Conceptual discussion. Many approximations herein.
Basic idea: sound effects and music both react to the game. Typically sound effects react immediately and music reacts a bit slower. Also, sound effects tend to be in the world and music tends to be in the players head. Tendencies only.
Let’s extrapolate. Assume at any given moment there are four independent simultaneous layers. A quadrant:
Fast reacting / In the world.
Fast reacting / In the players head.
Slow reacting / In the world.
Slow reacting / In the players head.
Speed of reaction is on a spectrum. (Immediate, fast, medium, slow, nearly constant.) Diagenics is either / or. (Either tied to a game world object or constant position relative to player.)
Some emotional reactions are delayed. There’s the immediate reaction, which is slightly after the stimulus. And there’s your reflections on that feeling. And there’s your sense of what’s coming next. There’s a sense that you may be hopeful or weary of the future. There’s such a thing as how long you feel a certain way before the feeling subsides a bit. Or maybe the music is tied to the present moment.
Assuming the player wishes to continue playing we can anticipate what he is thinking and his feelings on it. Another way to say it, the mechanics of a game direct the player towards certain thought patterns, and success / failure (deferred success) helps us anticipates his feelings.
How do mechanics effects thoughts? Hypothesis: challenge level. When the challenge level is high enough to demand full attention, focus is towards the present moment. When the challenge level eases off, thoughts go towards reflection (how did I do? How can I do this better?) If the challenge level starts to increase again, the player becomes more future oriented (what can I expect now?) These thoughts are what you use to anticipate a player’s feelings. You can employ strategic ambiguity when you can’t be sure how a player will feel.
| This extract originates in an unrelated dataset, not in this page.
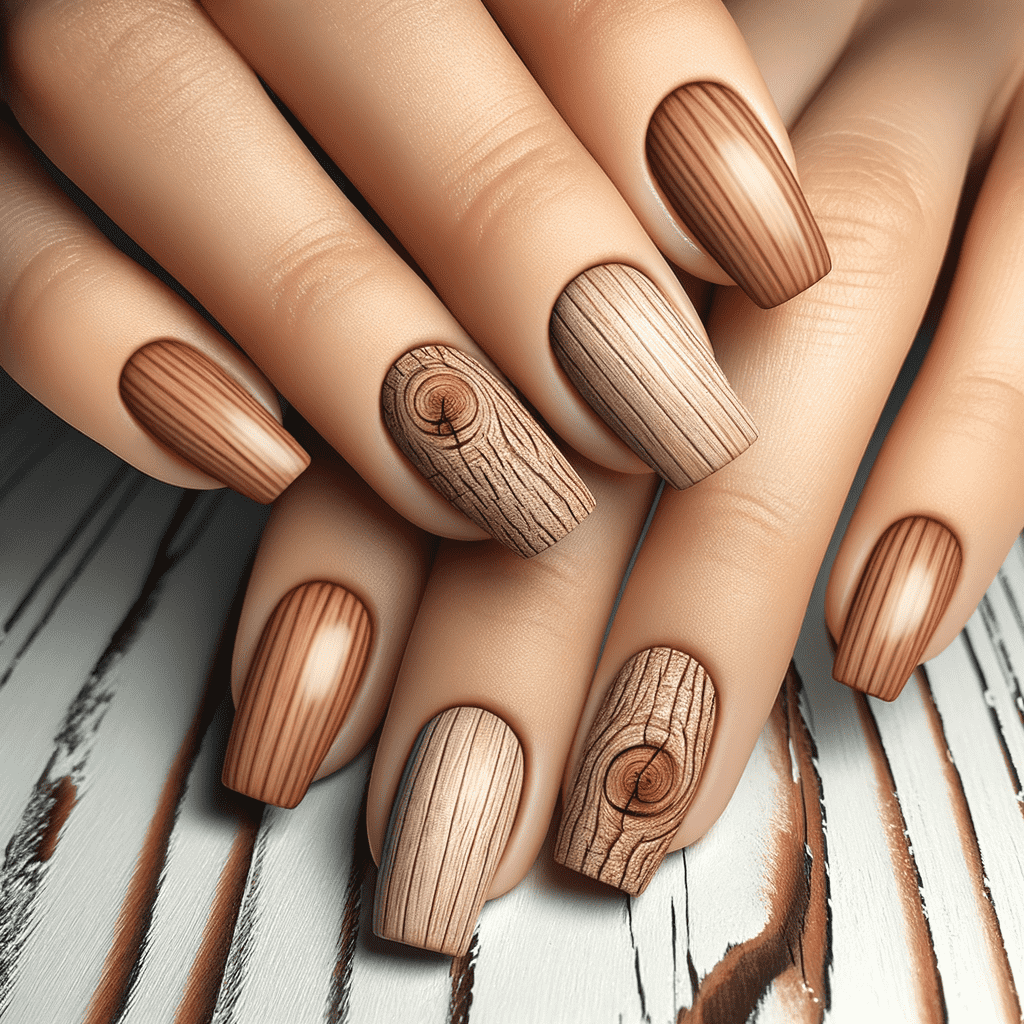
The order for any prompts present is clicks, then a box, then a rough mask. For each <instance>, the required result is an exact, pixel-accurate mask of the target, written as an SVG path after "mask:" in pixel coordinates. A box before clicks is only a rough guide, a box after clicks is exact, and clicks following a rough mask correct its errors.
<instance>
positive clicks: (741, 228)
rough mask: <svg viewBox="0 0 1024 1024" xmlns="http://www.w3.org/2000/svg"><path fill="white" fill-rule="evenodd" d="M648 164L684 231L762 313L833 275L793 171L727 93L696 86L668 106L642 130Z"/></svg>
mask: <svg viewBox="0 0 1024 1024" xmlns="http://www.w3.org/2000/svg"><path fill="white" fill-rule="evenodd" d="M647 161H648V163H649V164H650V169H651V172H652V173H653V175H654V178H655V180H656V181H657V183H658V185H660V187H662V190H663V191H664V193H665V196H666V198H667V199H668V201H669V204H670V205H671V206H672V208H673V209H674V210H675V211H676V214H677V216H678V217H679V219H680V220H681V221H682V223H683V224H684V226H685V227H686V228H688V229H689V231H690V232H691V233H692V234H693V237H694V238H695V239H696V241H697V242H699V243H700V245H702V246H703V247H705V249H707V250H708V252H709V253H711V255H712V256H713V257H714V258H715V259H716V260H717V261H718V263H719V265H720V266H721V267H722V269H723V270H725V272H726V273H728V274H729V276H730V278H732V280H733V281H734V282H735V283H736V284H737V285H739V287H740V288H742V289H743V291H744V292H746V294H748V295H749V296H750V297H751V298H752V299H753V300H754V301H755V302H756V303H757V304H758V305H759V306H763V307H764V308H770V307H771V306H777V305H778V304H779V303H780V302H785V301H786V299H792V298H793V296H795V295H798V294H799V293H800V292H802V291H804V289H806V288H810V287H811V285H813V284H814V283H815V282H816V281H820V280H821V278H823V276H824V275H825V274H826V273H827V272H828V271H829V269H830V268H831V260H830V259H829V257H828V249H827V248H826V246H825V243H824V239H822V238H821V231H820V230H819V229H818V225H817V223H816V222H815V220H814V217H813V216H812V214H811V211H810V209H809V208H808V206H807V200H806V199H805V198H804V194H803V191H801V188H800V185H799V184H798V183H797V179H796V177H794V174H793V171H792V170H790V165H788V164H787V163H786V162H785V160H784V159H783V158H782V155H781V154H780V153H779V152H778V148H777V147H776V145H775V143H774V142H773V141H772V138H771V136H770V135H769V134H768V132H767V131H766V130H765V128H764V126H763V125H762V124H761V122H760V121H759V120H758V118H757V117H756V116H755V114H754V112H753V111H751V109H750V108H749V106H748V105H746V104H745V103H744V102H743V100H741V99H740V98H739V97H738V96H737V95H736V94H735V93H734V92H733V91H732V90H731V89H727V88H725V87H724V86H722V85H718V84H716V83H714V82H695V83H693V84H691V85H684V86H682V87H680V88H679V89H677V90H676V91H675V92H673V93H671V94H670V95H669V96H667V97H666V98H665V99H664V100H663V101H662V103H660V105H659V106H658V109H657V110H656V111H655V112H654V116H653V117H652V118H651V121H650V125H649V127H648V129H647Z"/></svg>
Challenge level increasing but not yet requiring full attention: an anticipatory moment, future oriented. Maybe player is optimistic, maybe pessimistic. So write in both. What matters is future orientation of music, so nothing is totally certain. Chaotic. Conflicting feelings.
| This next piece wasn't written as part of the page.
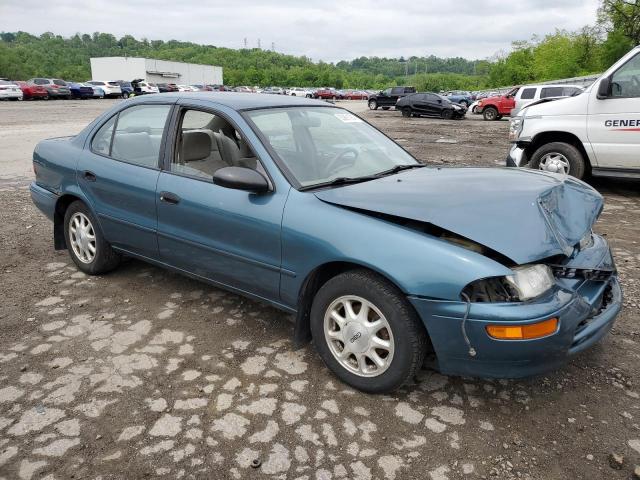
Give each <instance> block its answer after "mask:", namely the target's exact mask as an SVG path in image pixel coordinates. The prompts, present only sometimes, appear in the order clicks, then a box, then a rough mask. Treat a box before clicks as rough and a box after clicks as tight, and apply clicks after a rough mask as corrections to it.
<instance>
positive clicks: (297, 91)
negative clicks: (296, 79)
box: [287, 87, 313, 98]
Having an idea of what the player is likely to think / feel helps us with pacing. Need to match and reflect player’s state to gain trust.
Trying to move beyond emotional intensity curves here. A good first step but not always appropriate to the action of a game.
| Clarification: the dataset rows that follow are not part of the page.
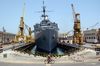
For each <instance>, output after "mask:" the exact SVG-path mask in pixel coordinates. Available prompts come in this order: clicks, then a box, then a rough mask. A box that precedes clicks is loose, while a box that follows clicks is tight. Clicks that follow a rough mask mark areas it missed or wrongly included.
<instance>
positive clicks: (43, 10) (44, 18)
mask: <svg viewBox="0 0 100 66" xmlns="http://www.w3.org/2000/svg"><path fill="white" fill-rule="evenodd" d="M45 8H46V6H44V1H43V13H44V15H42V17H44V19H45V17H46V16H45Z"/></svg>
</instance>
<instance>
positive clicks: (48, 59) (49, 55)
mask: <svg viewBox="0 0 100 66" xmlns="http://www.w3.org/2000/svg"><path fill="white" fill-rule="evenodd" d="M47 60H48V63H49V62H50V61H51V56H50V55H48V57H47Z"/></svg>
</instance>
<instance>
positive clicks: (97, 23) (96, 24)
mask: <svg viewBox="0 0 100 66" xmlns="http://www.w3.org/2000/svg"><path fill="white" fill-rule="evenodd" d="M98 23H99V22H97V23H96V24H95V25H93V26H91V30H92V29H93V28H94V27H95V26H96V25H97V24H98ZM88 29H89V28H87V30H88Z"/></svg>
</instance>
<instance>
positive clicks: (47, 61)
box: [44, 59, 55, 64]
mask: <svg viewBox="0 0 100 66" xmlns="http://www.w3.org/2000/svg"><path fill="white" fill-rule="evenodd" d="M54 62H55V61H54V60H53V59H51V60H50V61H48V60H47V59H46V60H44V63H45V64H47V63H51V64H53V63H54Z"/></svg>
How to represent different time orientations?
Present: minimal variation. Static state. Directly representative of in-game mechanics / state. No reflection, meaning no variation of material once stated.
Reflective: no new material, but endless variations on old material. Slower pace of information. Sense of examining the same thing under many different guises / from different points of view.
Future Oriented: New material. Chaotic, meaning information rate is not fixed, but generally faster. Also, musical grammar never completes. No full sentences. Ideas interrupt each other constantly. (Like a classical development section, but cinematic action fits the bill too.)
This suggests ways for music to flow. FMOD implementation ideas: future orientation leading to a present state… perhaps the future orientation is cycling through many ideas over loop. (Perhaps the length of the loop, meaning the number of ideas in it, increases as the high score increases). Eventually you reach the point where your full attention is required. We could say this is when you reach the current high score (of the session.) Each moment of the future loop is ready to become a present state. New material suddenly stops being introduced and is repeated with minimal variation tied directly to the game state / mechanics. (Which means its complexity increases directly with the game.)
So, a future loop could have sections a, b, c, d, e. And there would be equal number of present-oriented deep examinations of each: A’, B’, C’, etc, ready to transition at the drop of a hat. (I think going to a reflective area is a little easier because the use of space of sound design aided transitions helps a lot.)
Extrapolating, where you are in one loop determines where you start in the next. This allows on-a-dime transitions with minimal (still plenty) transition material.
So far this has been about short and long time reactions. The short reactions happen the most during present, steady state music. The longer reactions determine which time orientation you are in and are connected to challenge level and high score.
Left out of discussion: long scale in-world sounds. (ambiance.) This suggests that changes in challenge level might correspond with a change in level / visual information, to justify a change in ambiance. Otherwise, ambient intensity could be a slow moving thing.